Hopper Featured Announcements
February 21, 2013 by Helen He
1) There will be a scheduled hardware and software maintenance for Hopper next Wednesday, February 27, from 7 am to 7 pm Pacific time. This is a major OS upgrade. Most applications are highly recommended to recompile (or at least relink) after the maintenance. C++ and PGAS applications are recommended to recompile and relink. Please plan your work accordingly and check the NERSC Message of the Day (MOTD) for status update: http://www.nersc.gov/live-status/motd/.
2) After the maintenance, the following software versions will be set to default on Hopper:
-- cray-mpich2/5.6.0 (xt-mpich2/5.6.0); cray-shmem/5.6.0 (xt-shmem/5.6.0)
-- cray-libsci/12.0.0 (xt-libsci/12.0.0)
-- cray-petsc/3.3.00 (xt-petsc/3.3.00); cray-petsc-complex/3.3.00 (petsc-complex/3.3.00)

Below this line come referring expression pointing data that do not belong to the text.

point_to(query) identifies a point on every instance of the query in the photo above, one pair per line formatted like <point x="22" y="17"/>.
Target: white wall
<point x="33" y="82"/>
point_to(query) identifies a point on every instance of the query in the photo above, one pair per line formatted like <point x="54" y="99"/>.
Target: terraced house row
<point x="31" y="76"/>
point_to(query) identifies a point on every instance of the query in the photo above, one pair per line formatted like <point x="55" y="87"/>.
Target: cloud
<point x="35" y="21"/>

-- cray-hdf5/1.8.9; cray-hdf5-parallel/1.8.9
The availability of the above software versions were announced on Dec 19 and Jan 18.
Notice Cray has changed some of the module names from "xt-xxx" to "cray-xxx", for example: xt-libsci is now cray-libsci, and xt-mpich2 is now cray-mpich2. Also some of the Cray supported modules now have a "cray-" prefix to their module names, for example: netcdf is now cray-netcdf, and petsc is now cray-petsc, etc.

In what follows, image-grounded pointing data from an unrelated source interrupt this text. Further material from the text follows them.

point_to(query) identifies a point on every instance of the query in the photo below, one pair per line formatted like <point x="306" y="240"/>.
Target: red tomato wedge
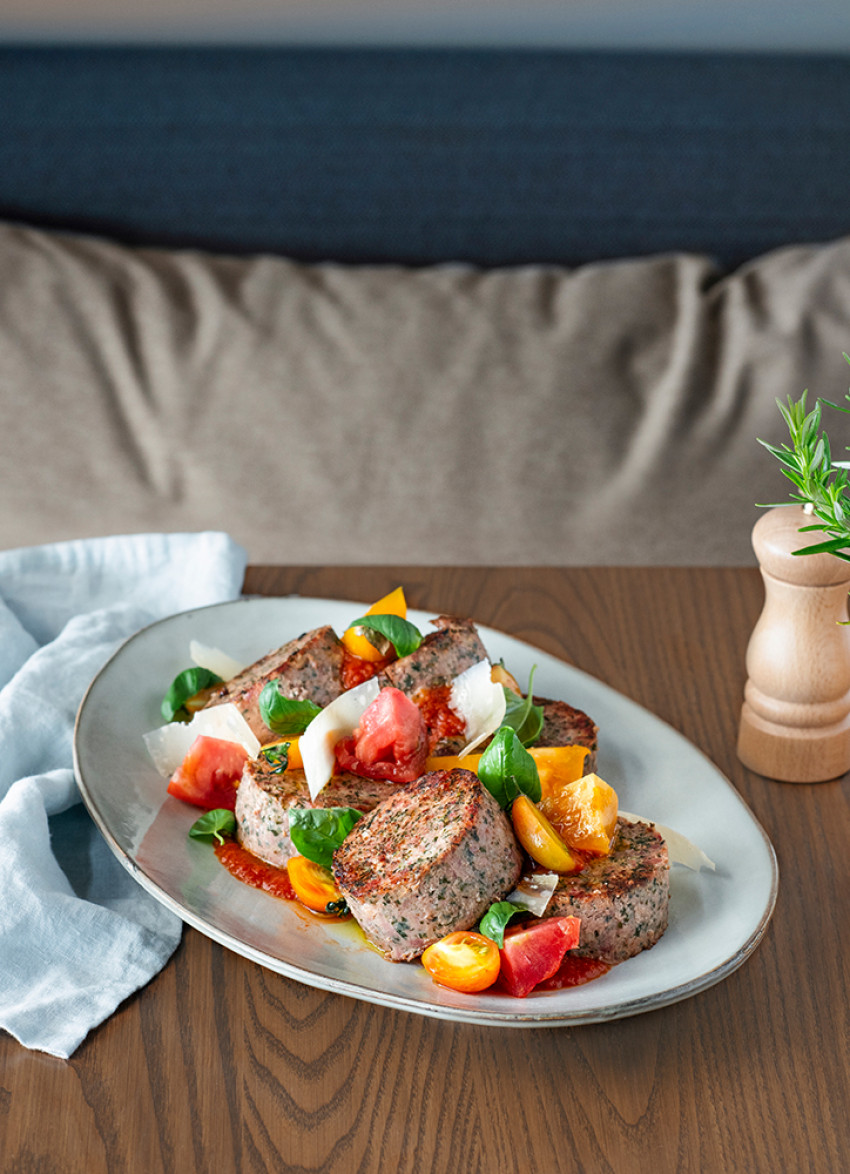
<point x="390" y="742"/>
<point x="533" y="951"/>
<point x="209" y="774"/>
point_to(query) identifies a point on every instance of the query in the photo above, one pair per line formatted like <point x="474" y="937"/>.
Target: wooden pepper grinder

September 18, 2012 by Helen He
There will be a scheduled hardware and software maintenance for Hopper next Wednesday, Sept 19, from 6:30 am to midnight Pacific time. Please plan your work accordingly and check the NERSC Message of the Day (MOTD) for status update: http://www.nersc.gov/live-status/motd/.
The /project file system (also known as /global/project) will be unavailable from 8am Wednesday, Sept 19 until 5pm Friday, Sept 21, during and after the scheduled Hopper maintenance.
If your job depends on /project, please add the following "gres" setting in your batch script (so that your job won't start and fail during the /project outage):
#PBS -l gres=project
If your job is already queued (but not yet running), the following "qalter" command can be used to add the "gres" setting:
% qalter -l gres=project my_jobid
September 4, 2012 by Helen He
We would like to encourage you to use the generic resources ("gres") setting for various file systems that your batch jobs use. This feature is currently available on Hopper and Carver. The advantage of this setting is that your jobs won't start (thus won't fail) during a scheduled file system maintenance.
The syntax for the "gres" setting is:
#PBS -l gres=filesystem1[%filesystem2%filesystem3...] (new recommendation)
#PBS -l gres=filesystem1:1[%filesystem2:1%filesystem3:1...] (as announced before)
Note that the "%" character means "and". Therefore, if multiple file systems are specified, the job will not start if *any* of the specified file systems are unavailable.
The file systems available for "gres" setting are:
on Hopper: scratch, scratch2, gscratch, project, and projectb
on Carver: gscratch, project, and projectb
(note: home is not a defined resource, since it is used by every job anyway).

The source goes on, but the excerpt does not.